Dr. Gwendolyn Stripling, an artificial intelligence technical curriculum developer at Google Cloud, introduces generative AI as a discipline within computer science that focuses on the creation of intelligent systems capable of reasoning, learning, and acting autonomously. It aims to build machines that can think and act like humans.
Discriminative models vs. generative models
To understand generative AI better, it is important to differentiate between discriminative models and generative models. Discriminative models are used for classification or prediction tasks. They learn the relationship between features of data points and their corresponding labels. Once trained, these models can predict the label for new data points.
On the other hand, generative models generate new data instances based on a learned probability distribution of existing data. They focus on capturing the underlying structure of the data to generate new content. For example, a generative language model can take input text and output more text, an image, audio, or even decisions.
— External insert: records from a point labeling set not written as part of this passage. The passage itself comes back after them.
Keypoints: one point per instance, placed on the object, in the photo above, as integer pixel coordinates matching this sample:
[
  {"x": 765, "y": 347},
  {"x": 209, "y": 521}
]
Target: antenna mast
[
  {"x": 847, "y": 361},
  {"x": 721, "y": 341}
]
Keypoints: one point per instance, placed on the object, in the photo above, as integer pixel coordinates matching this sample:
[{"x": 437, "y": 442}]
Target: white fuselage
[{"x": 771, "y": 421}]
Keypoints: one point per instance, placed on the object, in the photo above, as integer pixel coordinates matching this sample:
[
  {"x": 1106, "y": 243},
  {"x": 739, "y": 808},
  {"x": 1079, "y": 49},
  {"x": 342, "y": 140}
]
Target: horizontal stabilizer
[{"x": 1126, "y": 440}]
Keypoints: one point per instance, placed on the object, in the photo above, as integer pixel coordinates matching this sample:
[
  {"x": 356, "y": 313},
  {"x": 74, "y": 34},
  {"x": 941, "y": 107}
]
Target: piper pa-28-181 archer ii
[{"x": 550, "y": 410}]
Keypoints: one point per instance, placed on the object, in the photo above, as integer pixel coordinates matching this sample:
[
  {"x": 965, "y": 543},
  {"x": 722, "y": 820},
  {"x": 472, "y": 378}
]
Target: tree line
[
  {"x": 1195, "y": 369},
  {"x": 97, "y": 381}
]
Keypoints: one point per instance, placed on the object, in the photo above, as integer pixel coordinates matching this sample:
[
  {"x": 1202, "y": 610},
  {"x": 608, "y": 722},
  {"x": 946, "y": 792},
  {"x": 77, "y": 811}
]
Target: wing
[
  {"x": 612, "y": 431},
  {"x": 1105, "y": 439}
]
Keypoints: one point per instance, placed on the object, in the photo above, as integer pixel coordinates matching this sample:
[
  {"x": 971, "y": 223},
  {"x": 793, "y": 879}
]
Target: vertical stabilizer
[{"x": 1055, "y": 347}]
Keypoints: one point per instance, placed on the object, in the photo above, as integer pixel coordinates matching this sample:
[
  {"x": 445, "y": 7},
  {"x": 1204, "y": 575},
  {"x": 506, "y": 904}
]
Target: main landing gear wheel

Supervised, unsupervised, and semi-supervised learning with generative models
Generative models can utilize different learning approaches, including supervised, unsupervised, and semi-supervised learning.
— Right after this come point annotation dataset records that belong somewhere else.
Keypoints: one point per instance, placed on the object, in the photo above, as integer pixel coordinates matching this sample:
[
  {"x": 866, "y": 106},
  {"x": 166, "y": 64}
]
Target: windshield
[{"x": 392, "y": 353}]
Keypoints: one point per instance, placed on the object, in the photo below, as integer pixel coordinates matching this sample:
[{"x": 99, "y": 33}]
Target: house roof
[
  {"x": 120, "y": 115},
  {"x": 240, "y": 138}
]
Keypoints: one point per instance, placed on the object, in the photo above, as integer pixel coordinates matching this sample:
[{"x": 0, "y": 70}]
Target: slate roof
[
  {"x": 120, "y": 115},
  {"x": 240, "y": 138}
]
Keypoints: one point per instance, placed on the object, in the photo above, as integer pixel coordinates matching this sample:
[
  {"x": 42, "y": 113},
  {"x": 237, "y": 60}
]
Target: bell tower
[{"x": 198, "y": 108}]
Supervised learning involves training a model on labeled data, where each data point has a corresponding tag or label. This enables the model to learn from past examples and make predictions based on new data.
In contrast, unsupervised learning deals with unlabeled data, where there are no predefined tags or labels. The goal of unsupervised learning is to discover patterns and groupings within the data, without specific guidance on what to look for.
Semi-supervised learning combines elements of both supervised and unsupervised learning. It involves training a model on a small amount of labeled data and a large amount of unlabeled data. The labeled data helps the model learn the basic concepts of the task, while the unlabeled data aids in generalization to new examples.
Understanding these different learning approaches is crucial for grasping the fundamentals of generative AI.
Introduction to large language models
Large language models play a significant role in generative AI. These models are a subset of deep learning, employing artificial neural networks to process complex patterns.
Artificial neural networks, inspired by the human brain, consist of interconnected nodes or neurons that learn to perform tasks by processing data and making predictions. Deep learning models, including large language models, typically have multiple layers of neurons, enabling them to learn intricate patterns compared to traditional machine learning models.
Large language models can process both labeled and unlabeled data, making them suitable for various learning scenarios. They can generate novel combinations of text, providing natural-sounding language outputs.
Generative AI, as a discipline within artificial intelligence, focuses on creating intelligent systems that can generate new content based on learned patterns. Discriminative models classify or predict labels, while generative models generate new instances of data.
Generative models can utilize supervised, unsupervised, or semi-supervised learning approaches to train on labeled or unlabeled data. Large language models, a subset of deep learning, excel at processing complex patterns in text.
By understanding these concepts, you are building a strong foundation for further exploration of generative AI and its practical applications.